Tais princípios são: princípio holográfico (David Bohm/Edgar Morin), princípio de complementaridade dos opostos (Niels Böhr), princípio da transdisciplinaridade (Basarab Nicolescu), princípio da incerteza (Werner Heisenberg) e princípio da autopoiese (H. Maturana e F. Varela). Esses princípios estão integrados à teoria da complexidade e transdisciplinaridade.


Introdução
A teoria da complexidade e transdisciplinaridade surge em decorrência do avanço do conhecimento e do desafio que a globalidade coloca para o século XXI. Seus conceitos contrapõem-se aos princípios cartesianos de fragmentação do conhecimento e dicotomia das dualidades (Descartes, 1973) e propõem outra forma de pensar os problemas contemporâneos.
A fragmentação do conhecimento, que se generaliza e se reproduz por meio da organização social e educacional, tem também configurado o modo de ser e pensar dos sujeitos. A teoria da complexidade e transdisciplinaridade, ao propor a religação dos saberes compartimentados, oferece uma perspectiva de superação do processo de atomização.
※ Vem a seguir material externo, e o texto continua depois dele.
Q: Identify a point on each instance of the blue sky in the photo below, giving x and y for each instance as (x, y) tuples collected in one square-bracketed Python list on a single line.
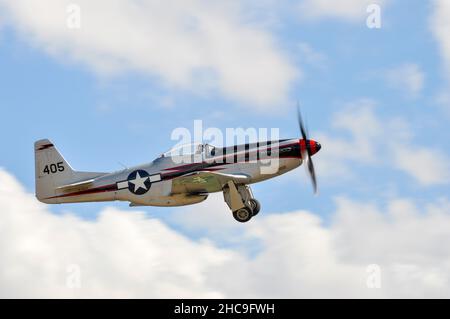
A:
[(377, 99)]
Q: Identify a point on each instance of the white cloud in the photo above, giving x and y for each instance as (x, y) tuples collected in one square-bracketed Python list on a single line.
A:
[(429, 167), (190, 45), (128, 254), (370, 140), (407, 78), (344, 9)]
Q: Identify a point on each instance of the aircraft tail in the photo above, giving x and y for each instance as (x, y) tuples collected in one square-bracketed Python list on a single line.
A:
[(52, 171)]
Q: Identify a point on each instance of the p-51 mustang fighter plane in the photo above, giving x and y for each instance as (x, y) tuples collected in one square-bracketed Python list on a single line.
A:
[(177, 178)]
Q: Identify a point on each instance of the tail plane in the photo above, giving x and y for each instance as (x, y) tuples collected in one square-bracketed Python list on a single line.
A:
[(53, 172)]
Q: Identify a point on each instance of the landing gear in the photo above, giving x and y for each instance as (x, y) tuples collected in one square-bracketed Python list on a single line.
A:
[(241, 202), (243, 215), (255, 206)]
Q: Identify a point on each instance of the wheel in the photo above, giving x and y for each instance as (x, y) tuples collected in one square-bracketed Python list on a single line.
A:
[(255, 206), (243, 215)]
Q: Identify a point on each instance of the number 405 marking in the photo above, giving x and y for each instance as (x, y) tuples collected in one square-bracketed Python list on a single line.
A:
[(54, 168)]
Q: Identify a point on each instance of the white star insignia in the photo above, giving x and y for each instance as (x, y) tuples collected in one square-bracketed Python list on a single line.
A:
[(139, 182)]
Como uma teoria pedagógica, a complexidade e a transdisciplinaridade encontram-se ainda na fase de construção, no entanto, já se nota um grande número de educadores que recorrem a seus conceitos, como também se observam núcleos de docentes-pesquisadores nas universidades começando a se organizar nos níveis local e nacional.
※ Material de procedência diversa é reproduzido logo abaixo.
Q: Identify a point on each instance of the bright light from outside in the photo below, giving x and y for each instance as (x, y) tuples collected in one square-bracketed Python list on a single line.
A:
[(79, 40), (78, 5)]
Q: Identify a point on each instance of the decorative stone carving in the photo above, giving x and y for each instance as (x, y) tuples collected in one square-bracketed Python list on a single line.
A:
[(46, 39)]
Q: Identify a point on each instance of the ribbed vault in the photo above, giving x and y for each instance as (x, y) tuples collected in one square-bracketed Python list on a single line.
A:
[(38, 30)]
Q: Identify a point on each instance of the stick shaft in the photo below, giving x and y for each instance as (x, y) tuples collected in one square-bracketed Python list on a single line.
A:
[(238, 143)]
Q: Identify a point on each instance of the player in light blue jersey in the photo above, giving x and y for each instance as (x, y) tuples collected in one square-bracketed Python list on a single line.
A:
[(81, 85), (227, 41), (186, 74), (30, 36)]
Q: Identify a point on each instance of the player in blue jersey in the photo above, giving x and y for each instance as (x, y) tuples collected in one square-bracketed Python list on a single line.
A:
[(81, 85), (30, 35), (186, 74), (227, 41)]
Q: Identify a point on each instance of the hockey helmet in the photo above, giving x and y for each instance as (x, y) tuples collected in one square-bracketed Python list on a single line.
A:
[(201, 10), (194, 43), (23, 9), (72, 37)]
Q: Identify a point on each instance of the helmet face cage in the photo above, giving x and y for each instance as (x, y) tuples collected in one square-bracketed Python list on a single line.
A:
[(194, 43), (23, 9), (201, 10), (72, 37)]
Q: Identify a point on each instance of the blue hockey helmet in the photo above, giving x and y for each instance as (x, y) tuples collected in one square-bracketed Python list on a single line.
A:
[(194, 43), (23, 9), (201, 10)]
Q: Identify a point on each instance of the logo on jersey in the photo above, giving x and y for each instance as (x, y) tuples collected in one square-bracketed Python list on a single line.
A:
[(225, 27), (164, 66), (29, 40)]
Em razão tanto do surgimento de novas teorias pedagógicas como da reconfiguração das já existentes, Libâneo (1991, 2005), sempre preocupado em oferecer aos professores sínteses classificatórias das teorias pedagógicas que fundamentam as práticas docentes, elaborou uma nova classificação. Reproduz-se, a seguir, tal classificação, para que o leitor possa se situar, atentando para a dinâmica de disjunção e conjunção das teorias já conhecidas pelos professores, e as emergentes, decorrentes da transformação socioeconômica e da renovação cultural.
No interior da corrente que Libâneo classifica como "holística" está a teoria da complexidade, objeto do presente texto. A diversidade de modalidades apontada nessa corrente reflete a variedade de construções em relação ao contexto contemporâneo, o holismo propriamente dito, a teoria naturalista do conhecimento, a ecopedagogia e o conhecimento em rede. Aranha (1996) identificava suas características nomeando-as de paradigmas emergentes, e Gadotti (2003) chamou-os de paradigmas holonômicos.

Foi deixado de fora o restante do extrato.